“You have heard it said, ‘Love your neighbor and hate your enemy.’ But I tell you: Love your enemies and pray for those who persecute you that you may be sons of your Father in heaven.” (Matt 5:43-45)
My next door neighbor (to my left) has been less than lovable in the 6 years that we’ve lived in our house. She had this major issue with our trees — silver and sugar maples are soft trees, and they drop a lot of limbs. Before we moved in, our other neighbors (on the right) lost their large sugar maple during a wind storm — it fell across the driveway of the house we now own and crushed the pickup truck sitting in the drive. The owner, fortunately, had just exited his vehicle. So, I can, to some degree, see her concern. Without a trust in our loving Father, she was left to her own devices to protect herself from our trees. So she harassed and harangued us until we had our back tree cut down. You can imagine my horror when a storm was raging outside at 10 pm, and I heard my neighbor screaming like a mad woman, pounding on my door, yelling profanities, all because a small limb grazed her garage roof and took out three shingles. Yeah, it was not a pretty sight. After that, we finally agreed to remove our tree. In hindsight, I can see what she feared might happen with the tree there, but at the time I was deeply wounded by her actions.
Just months later, while I struggled with morning sickness during my first pregnancy, Andrew traveled to China, and I went home to my parents to receive help while he was gone. When I returned, prior to Andrew’s return, and much to my chagrin, the tree in my front yard had likewise been removed. While we were out of town, she called and harassed the city, called in some favors, and had our tree removed. This was the final nail in the coffin. We avoided her as best we could, we put up a fence to allow ourselves some privacy, bought a new tree, and hunkered down to avoid her angry storms in the future.
This was four years ago this past summer. Four years. I have barely spoken to my neighbor in four years. We did have some confrontations where we voiced our reasons for withdrawing from the relationship with her. I calmly and clearly explained that no amount of anger a person might feel, in my mind, ever justified her actions. People simply shouldn’t treat others in that way no matter what. I was so grieved over the loss of our beautiful hundred year old trees. I blamed her for all of it. (And truly, it is her fault.)
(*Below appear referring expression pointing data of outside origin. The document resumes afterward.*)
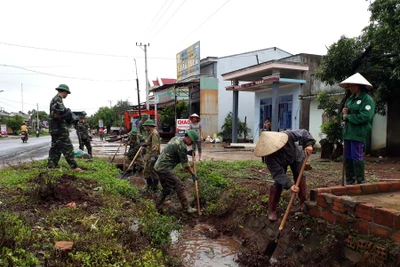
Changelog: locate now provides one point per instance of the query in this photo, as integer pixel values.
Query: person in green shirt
(357, 115)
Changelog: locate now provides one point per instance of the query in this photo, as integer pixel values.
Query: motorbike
(24, 137)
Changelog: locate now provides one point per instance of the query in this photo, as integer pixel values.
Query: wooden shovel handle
(293, 194)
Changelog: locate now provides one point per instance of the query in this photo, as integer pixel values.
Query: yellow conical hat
(269, 143)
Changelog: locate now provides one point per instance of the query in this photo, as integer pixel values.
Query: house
(209, 97)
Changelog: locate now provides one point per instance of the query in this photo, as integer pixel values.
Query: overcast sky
(112, 28)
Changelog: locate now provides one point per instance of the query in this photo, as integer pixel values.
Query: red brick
(396, 237)
(365, 211)
(362, 226)
(395, 186)
(321, 201)
(369, 189)
(380, 231)
(384, 216)
(339, 190)
(384, 187)
(328, 216)
(314, 210)
(341, 219)
(397, 220)
(338, 204)
(354, 190)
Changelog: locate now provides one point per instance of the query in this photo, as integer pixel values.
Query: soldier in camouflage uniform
(152, 145)
(58, 127)
(175, 152)
(143, 134)
(134, 146)
(83, 134)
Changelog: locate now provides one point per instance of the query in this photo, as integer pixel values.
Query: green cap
(133, 131)
(193, 135)
(63, 87)
(149, 123)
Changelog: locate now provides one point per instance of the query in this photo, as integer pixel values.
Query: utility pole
(37, 116)
(22, 97)
(137, 85)
(145, 70)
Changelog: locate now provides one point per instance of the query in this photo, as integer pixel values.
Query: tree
(375, 54)
(14, 123)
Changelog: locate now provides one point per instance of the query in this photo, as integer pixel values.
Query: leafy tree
(14, 122)
(375, 54)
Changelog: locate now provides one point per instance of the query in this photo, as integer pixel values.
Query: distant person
(83, 134)
(357, 115)
(101, 133)
(196, 125)
(175, 152)
(59, 130)
(282, 151)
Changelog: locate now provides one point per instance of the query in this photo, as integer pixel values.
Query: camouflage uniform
(175, 152)
(153, 142)
(60, 141)
(83, 135)
(134, 146)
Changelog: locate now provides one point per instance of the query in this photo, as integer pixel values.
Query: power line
(82, 53)
(157, 14)
(159, 19)
(63, 76)
(176, 10)
(206, 20)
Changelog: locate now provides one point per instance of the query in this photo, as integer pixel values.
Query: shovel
(196, 185)
(270, 249)
(130, 165)
(116, 152)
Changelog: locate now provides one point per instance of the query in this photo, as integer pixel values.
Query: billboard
(188, 62)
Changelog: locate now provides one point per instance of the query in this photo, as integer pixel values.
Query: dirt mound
(66, 188)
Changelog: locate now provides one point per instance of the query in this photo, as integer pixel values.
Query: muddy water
(386, 200)
(196, 249)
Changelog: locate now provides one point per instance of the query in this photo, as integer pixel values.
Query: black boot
(359, 171)
(350, 174)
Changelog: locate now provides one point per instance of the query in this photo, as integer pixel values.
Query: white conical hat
(269, 143)
(356, 79)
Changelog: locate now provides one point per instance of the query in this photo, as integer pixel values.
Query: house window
(284, 113)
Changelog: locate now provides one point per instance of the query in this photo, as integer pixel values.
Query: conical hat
(356, 79)
(269, 143)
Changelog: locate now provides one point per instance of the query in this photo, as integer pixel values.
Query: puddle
(386, 200)
(196, 249)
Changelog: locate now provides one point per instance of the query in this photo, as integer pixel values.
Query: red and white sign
(182, 124)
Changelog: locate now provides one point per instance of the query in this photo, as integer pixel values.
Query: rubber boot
(349, 169)
(359, 171)
(184, 200)
(273, 200)
(303, 193)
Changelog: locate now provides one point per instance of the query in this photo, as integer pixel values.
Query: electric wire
(173, 14)
(198, 27)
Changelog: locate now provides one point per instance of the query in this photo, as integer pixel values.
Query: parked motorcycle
(24, 137)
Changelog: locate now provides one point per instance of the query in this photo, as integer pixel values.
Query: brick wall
(335, 205)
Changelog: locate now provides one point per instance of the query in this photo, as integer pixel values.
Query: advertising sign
(182, 125)
(3, 129)
(188, 62)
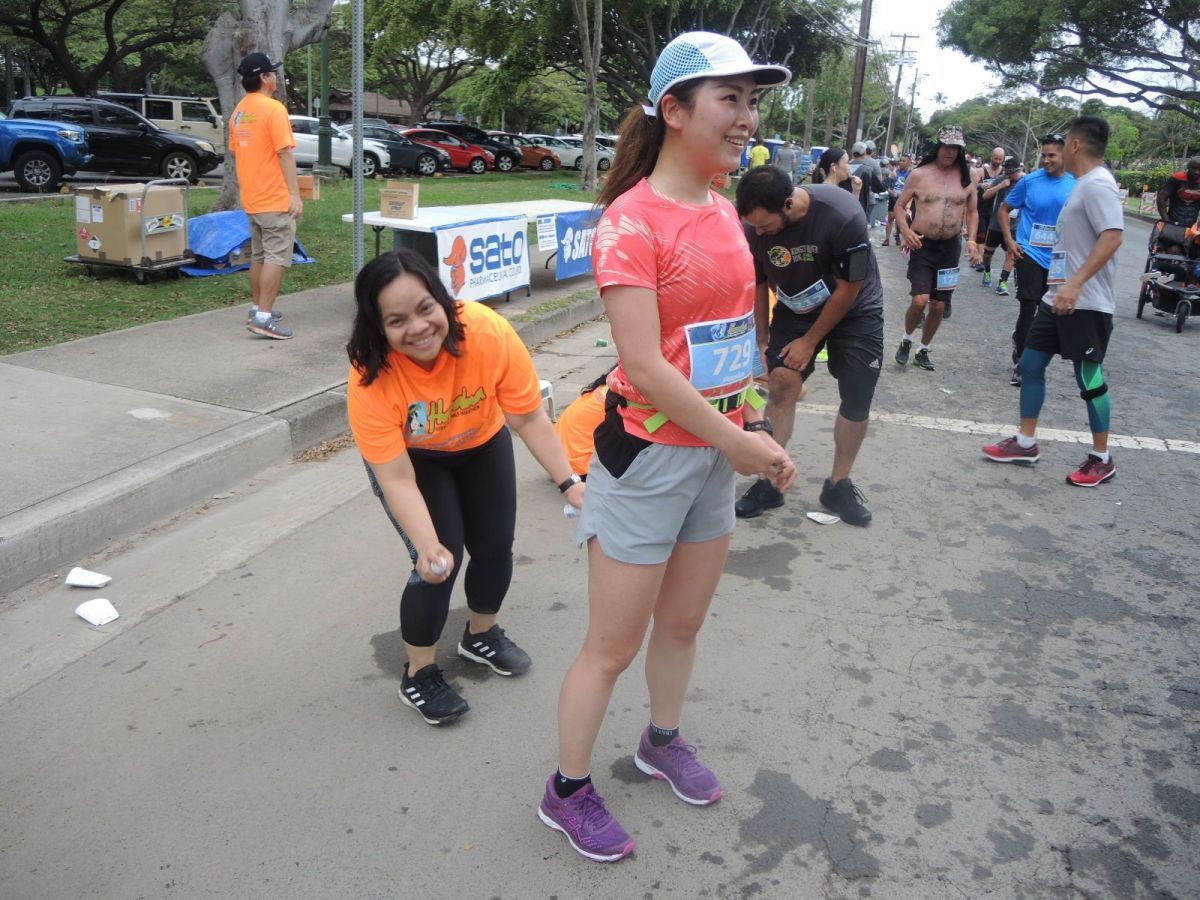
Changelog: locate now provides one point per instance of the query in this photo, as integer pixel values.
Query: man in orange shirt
(262, 143)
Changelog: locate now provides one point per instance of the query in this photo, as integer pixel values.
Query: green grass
(47, 301)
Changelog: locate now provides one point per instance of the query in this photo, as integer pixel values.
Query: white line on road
(1126, 442)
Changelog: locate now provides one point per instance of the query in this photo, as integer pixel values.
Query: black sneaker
(761, 497)
(496, 649)
(846, 501)
(429, 694)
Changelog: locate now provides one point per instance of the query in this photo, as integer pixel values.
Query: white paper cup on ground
(96, 612)
(83, 579)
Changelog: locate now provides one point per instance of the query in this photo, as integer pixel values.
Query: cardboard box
(310, 187)
(397, 199)
(111, 219)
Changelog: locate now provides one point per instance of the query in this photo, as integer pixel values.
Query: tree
(591, 41)
(1145, 51)
(90, 40)
(270, 27)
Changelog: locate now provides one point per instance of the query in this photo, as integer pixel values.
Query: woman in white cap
(678, 283)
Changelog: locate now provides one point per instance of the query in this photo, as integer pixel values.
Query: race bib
(1043, 235)
(808, 299)
(723, 353)
(1057, 274)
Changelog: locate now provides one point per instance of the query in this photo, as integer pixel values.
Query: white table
(431, 217)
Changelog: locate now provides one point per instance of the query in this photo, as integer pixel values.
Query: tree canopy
(1145, 51)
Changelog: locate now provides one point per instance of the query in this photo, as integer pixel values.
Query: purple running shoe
(677, 763)
(587, 823)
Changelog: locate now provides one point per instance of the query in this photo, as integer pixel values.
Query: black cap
(257, 64)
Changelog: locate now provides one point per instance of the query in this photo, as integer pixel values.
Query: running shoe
(496, 649)
(588, 826)
(846, 501)
(1009, 450)
(429, 694)
(922, 360)
(677, 765)
(757, 499)
(275, 315)
(1092, 473)
(271, 328)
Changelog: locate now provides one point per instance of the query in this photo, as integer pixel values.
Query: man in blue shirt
(1041, 198)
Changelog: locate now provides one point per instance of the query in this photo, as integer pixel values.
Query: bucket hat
(703, 54)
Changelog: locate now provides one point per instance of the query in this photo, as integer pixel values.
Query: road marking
(961, 426)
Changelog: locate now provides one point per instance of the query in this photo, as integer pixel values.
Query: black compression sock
(565, 786)
(661, 737)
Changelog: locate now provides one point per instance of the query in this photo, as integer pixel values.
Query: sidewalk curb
(81, 522)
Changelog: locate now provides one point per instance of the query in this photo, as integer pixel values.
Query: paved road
(991, 691)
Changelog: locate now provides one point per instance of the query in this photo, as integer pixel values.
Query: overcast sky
(941, 70)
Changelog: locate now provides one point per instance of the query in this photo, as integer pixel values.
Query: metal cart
(148, 226)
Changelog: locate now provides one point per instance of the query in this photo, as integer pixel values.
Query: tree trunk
(270, 27)
(589, 47)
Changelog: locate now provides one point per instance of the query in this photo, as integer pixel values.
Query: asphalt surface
(990, 691)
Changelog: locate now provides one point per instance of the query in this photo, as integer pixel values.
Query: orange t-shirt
(258, 131)
(576, 427)
(457, 405)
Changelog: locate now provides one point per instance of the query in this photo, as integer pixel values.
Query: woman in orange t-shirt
(435, 387)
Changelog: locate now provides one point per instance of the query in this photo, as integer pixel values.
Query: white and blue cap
(703, 54)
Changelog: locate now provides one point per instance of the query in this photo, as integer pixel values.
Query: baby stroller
(1171, 281)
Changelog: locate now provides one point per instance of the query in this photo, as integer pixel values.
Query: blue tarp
(215, 237)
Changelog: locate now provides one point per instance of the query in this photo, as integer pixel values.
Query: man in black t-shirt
(811, 245)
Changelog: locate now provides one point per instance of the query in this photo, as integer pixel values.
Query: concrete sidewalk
(108, 435)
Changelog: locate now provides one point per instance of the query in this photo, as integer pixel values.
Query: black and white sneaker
(429, 694)
(496, 649)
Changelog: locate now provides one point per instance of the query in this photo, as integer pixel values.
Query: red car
(468, 157)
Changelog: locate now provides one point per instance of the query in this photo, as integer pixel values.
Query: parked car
(532, 155)
(40, 153)
(121, 141)
(468, 157)
(406, 154)
(604, 155)
(507, 157)
(197, 117)
(570, 156)
(341, 148)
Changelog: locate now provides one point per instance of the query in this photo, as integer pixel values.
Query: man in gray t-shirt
(1074, 318)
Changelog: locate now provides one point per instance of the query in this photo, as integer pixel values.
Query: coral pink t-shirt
(696, 259)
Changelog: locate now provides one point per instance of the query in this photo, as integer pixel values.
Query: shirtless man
(946, 198)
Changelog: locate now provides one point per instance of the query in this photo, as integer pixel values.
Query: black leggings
(472, 497)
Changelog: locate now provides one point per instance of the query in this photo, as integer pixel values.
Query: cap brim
(763, 76)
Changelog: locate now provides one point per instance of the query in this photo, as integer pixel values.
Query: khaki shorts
(271, 235)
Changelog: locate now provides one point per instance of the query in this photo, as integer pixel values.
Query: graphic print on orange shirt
(429, 418)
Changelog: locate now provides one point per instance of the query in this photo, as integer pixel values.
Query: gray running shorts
(666, 495)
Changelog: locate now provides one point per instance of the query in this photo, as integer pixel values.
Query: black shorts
(1083, 335)
(856, 354)
(924, 263)
(1031, 281)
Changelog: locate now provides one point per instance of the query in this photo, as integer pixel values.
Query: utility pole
(853, 129)
(912, 102)
(895, 93)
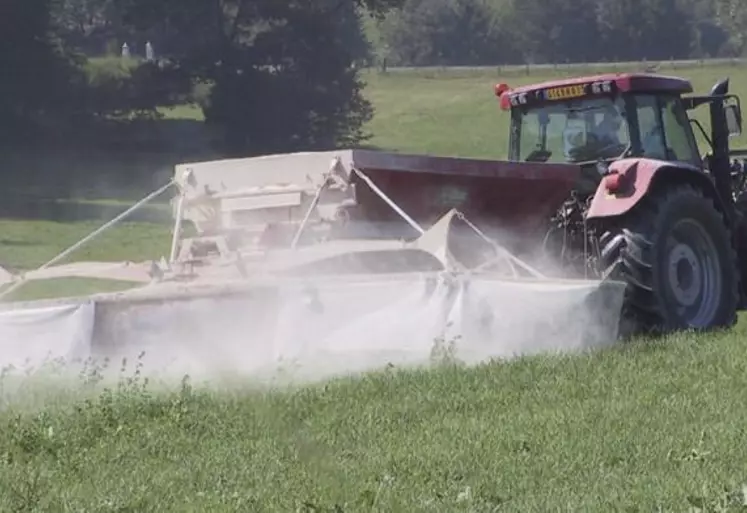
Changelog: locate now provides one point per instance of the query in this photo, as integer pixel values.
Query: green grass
(650, 426)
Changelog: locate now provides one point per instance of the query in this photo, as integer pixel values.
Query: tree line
(283, 76)
(489, 32)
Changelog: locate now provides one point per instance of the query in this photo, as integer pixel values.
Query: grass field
(652, 426)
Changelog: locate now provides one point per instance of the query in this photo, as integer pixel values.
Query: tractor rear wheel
(675, 253)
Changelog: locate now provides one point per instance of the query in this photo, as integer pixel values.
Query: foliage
(449, 32)
(43, 83)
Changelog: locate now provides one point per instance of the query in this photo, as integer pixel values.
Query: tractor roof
(624, 82)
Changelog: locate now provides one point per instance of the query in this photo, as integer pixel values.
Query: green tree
(284, 74)
(40, 80)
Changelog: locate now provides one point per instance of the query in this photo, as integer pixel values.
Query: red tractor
(647, 208)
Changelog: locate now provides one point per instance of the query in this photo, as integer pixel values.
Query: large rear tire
(675, 253)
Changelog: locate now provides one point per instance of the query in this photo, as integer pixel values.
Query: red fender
(630, 179)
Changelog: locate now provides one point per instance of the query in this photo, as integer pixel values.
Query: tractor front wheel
(675, 253)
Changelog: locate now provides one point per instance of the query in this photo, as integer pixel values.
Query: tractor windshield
(571, 131)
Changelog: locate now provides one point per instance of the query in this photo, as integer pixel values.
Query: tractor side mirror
(733, 120)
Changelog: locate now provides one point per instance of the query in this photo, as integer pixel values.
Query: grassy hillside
(644, 427)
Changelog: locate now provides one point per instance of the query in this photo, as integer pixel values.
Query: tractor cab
(605, 117)
(595, 120)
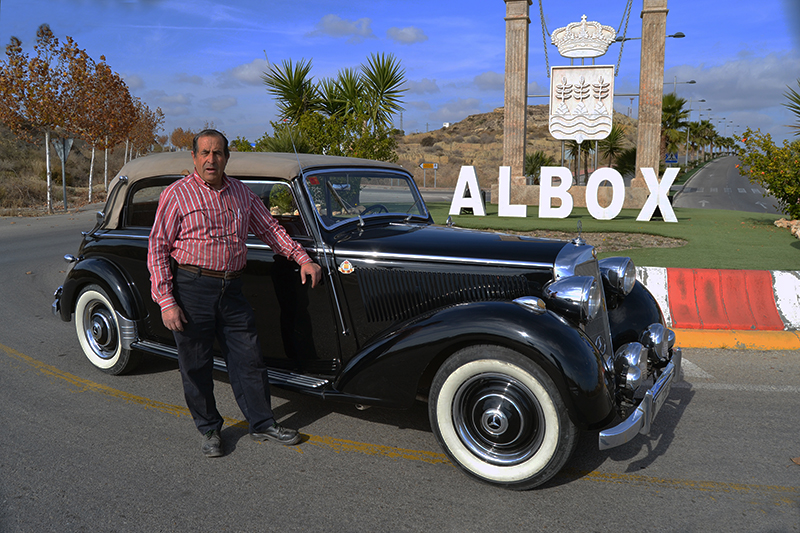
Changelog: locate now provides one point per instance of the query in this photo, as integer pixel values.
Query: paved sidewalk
(742, 309)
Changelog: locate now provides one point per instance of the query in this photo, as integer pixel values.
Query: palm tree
(794, 106)
(534, 163)
(585, 148)
(706, 135)
(612, 146)
(294, 89)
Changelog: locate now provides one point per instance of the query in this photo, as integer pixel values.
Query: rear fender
(390, 369)
(98, 271)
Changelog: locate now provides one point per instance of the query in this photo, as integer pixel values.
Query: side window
(279, 200)
(142, 205)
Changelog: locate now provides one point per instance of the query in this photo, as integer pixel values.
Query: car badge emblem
(601, 344)
(346, 267)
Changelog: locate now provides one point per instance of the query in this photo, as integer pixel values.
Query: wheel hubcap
(498, 419)
(101, 332)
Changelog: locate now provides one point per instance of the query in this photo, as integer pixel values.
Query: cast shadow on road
(588, 458)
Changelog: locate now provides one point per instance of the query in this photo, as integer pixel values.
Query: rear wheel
(99, 333)
(500, 417)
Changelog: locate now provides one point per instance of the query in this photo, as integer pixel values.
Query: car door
(296, 324)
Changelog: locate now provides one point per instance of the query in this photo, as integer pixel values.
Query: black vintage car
(516, 343)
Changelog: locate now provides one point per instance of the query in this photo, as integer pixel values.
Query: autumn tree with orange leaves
(62, 91)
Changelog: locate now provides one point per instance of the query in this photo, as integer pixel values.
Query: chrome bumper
(641, 419)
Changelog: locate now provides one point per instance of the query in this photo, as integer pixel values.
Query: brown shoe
(212, 444)
(277, 433)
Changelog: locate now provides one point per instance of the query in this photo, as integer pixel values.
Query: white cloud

But I have come to see over these four years that she truly needs the love of Jesus like no other. It has taken me a long time to come to the point where I can once again feel compassion for her instead of anger. The anger, thank Jesus, did vanish some time ago, but I still felt the need to maintain a safe distance. I would not consider my feelings of the past towards her anywhere near the camp of compassion.
In recent months our town has begun a “love your neighbor” crusade. My friend even wrote a book about loving your neighbor. The message has been blasted in my face as clearly as anything. And I have still felt resistance. I have not wanted to reach out to this woman. She is my neighbor, but I have not wanted to love her, and I, to my own fault, have resisted doing so.
But, a few weeks ago, she had surgery on her eardrum. She’s alone with her teenage daughter (who I am sure is not super helpful), and I felt moved to do something for her. The song that kept running through my head, the one line that says, “It’s your kindness, Lord, that leads us to repentance.” This is all at a time when the kindness of the Lord is resonating so deeply in my heart (from all the support we have received over Sophie’s need for speech and with my recent health issues). He has been so kind to me. How hard is it for me to be kind to someone else? Well, sometimes very hard. But the urge persisted, and so finally I bit the bullet, summoned my compassion and courage, and took her some muffins and a card. I’m embarrassed to admit that I was somewhat relieved when she didn’t come to the door. But I left my gift on her doorstep.
In the few weeks since I took her that package, I have had more meaningful conversations with my neighbor than I’ve had in four years. It’s been astounding. I never realized the impact that a small kindness of muffins and a card could do for my neighbor. She’s like a dry sponge, soaking in any drop of love that comes her way. I hope that the kindness of the Lord reaches her through our conversations, through my card, the muffins. I hope that in showing kindness to her, she will see the grace of Jesus in my life. Because it’s not about me being the bigger person or doing some great thing or wow, look at what I overcame. No. It’s about the reality that God has shown me so much kindness. I am mandated to give it away.
You see, we were all enemies of God at one point. Yet he loved us. He chose us. He wooed us with his kindness. He is the example of loving your enemy. I must love my enemy because I was the enemy, and he loved me.